March 15, 2006

Just another day in the office of Identity Control

Over at CeBIT I spent some time at the CAcert booth checking out what they were up to. Lots of identity checking, it seems. This process involves staring hard at government Id cards and faces, which gets a bit tricky when the photo is a decade or two out of date. What do you say to the heavy-set matron about the cute skinny teenager on her identity card?

One artist chap turned up and wanted to sign up as an artist. This turns out to be a 'right' in Germany. Lo and behold, on his dox there is a spot for his artist's identity name. Much debate ensued - is CAcert supposed to be upstream or downstream of the psuedonymous process?

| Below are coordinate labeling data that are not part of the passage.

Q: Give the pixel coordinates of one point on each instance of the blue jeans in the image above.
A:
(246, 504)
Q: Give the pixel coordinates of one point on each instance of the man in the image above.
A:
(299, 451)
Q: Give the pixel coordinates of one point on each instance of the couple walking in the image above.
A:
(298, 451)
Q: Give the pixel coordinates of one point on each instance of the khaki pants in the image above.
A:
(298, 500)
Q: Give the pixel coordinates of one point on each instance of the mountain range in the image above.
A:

In this case, the process was apparently resolved by accepting the artist's name, as long as the supporting documentation provided private clarification. Supporting nymous identities I think is a good idea - and age old scholars of democracy will point out the importance of the right to speak without fear and distribute pamphlets anonymously.

CAcert is probably downstream, and over in Taiwan (which might be representative of China or not) we discover more government supported nymous identities: passport holders can pick their own first names for their passport. Why? The formal process of translating (Kanji) Han into Latin for passports - (popumofu?) pinyin! - so mangles the real sense that letting a person pick a new name in Latin letters restores some humanity to the process.

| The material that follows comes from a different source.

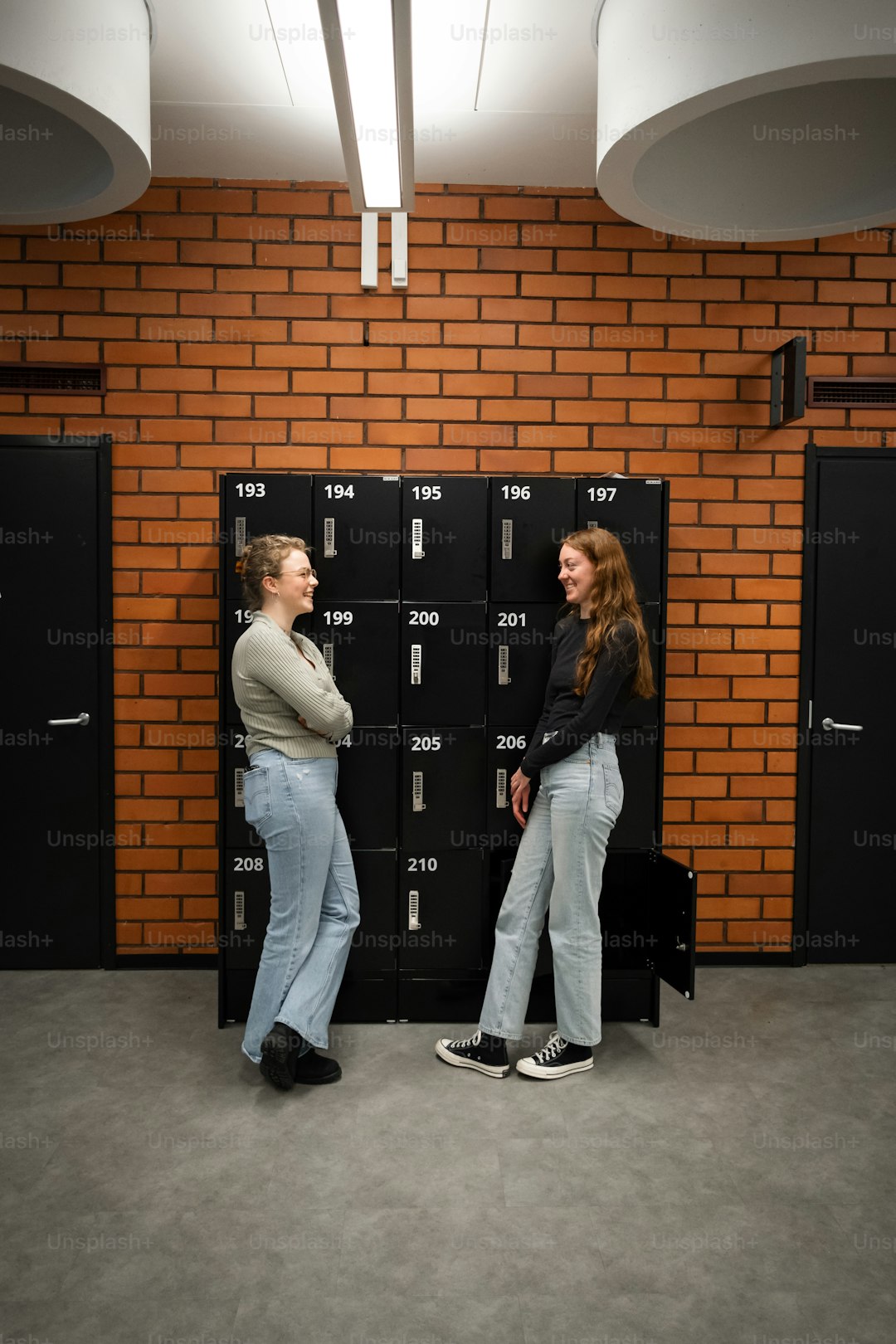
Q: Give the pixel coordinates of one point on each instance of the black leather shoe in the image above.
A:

This development is not without perverse results. It places CAcert in the position of supporting nyms only if they are government-approved yet frowning on nyms that are not. Hardly the result that was intended - should CAcert apply to sponsor the Big Brother awards - for protecting privacy - or to receive one - for supporting government shills?

Most people in most countries think Identity is simple, and this was evident in spades at the booth. For companies, one suggestion is to take the very strong German company scheme and make it world standard. This won't work, simply because it is built on certain artifacts of the German corporate system. So there is a bit of a challenge to build a system that makes companies look the same the world over.

Not that individuals are any easier. Some of the Assurers - those are the ones that do the identity verification - are heading for the Phillipines to start up a network. There, the people don't do government issued identity, not like we do in the West. In fact, they don't have much Id at all it seems, and to get a passport takes 4 visits to 4 different offices and 4 different pieces of paper (the last visit is to the President's Office in Manila...).

The easy answer then is to just do that - but that's prohibitively expensive. One of the early steps is visiting a notary, which is possibly a reliable document and a proxy for a government ID, but even that costs some substantial fraction of the average monthly wage (only about 40 Euros to start with).

A challenge! If you have any ideas about how to identify the population of a country that isn't currently on the identity track, let us know. Psuedonymously, of course.

Posted by iang at March 15, 2006 04:07 PM | TrackBack
Comments

No Bopomofu is the phonetic system. What you were looking for is pinyin, which is probably preferred above Wade-Giles and other more scholary transcription systems (from Han ideograms to latin alphabet).

Kanji is part the japaneese writing system (together with katakana, hiragana and romanji). Kanji is indeed based on the Han ideograms, but it is certainly not the same.

So if you speak about chinese, use Han ideograms instead of kanji.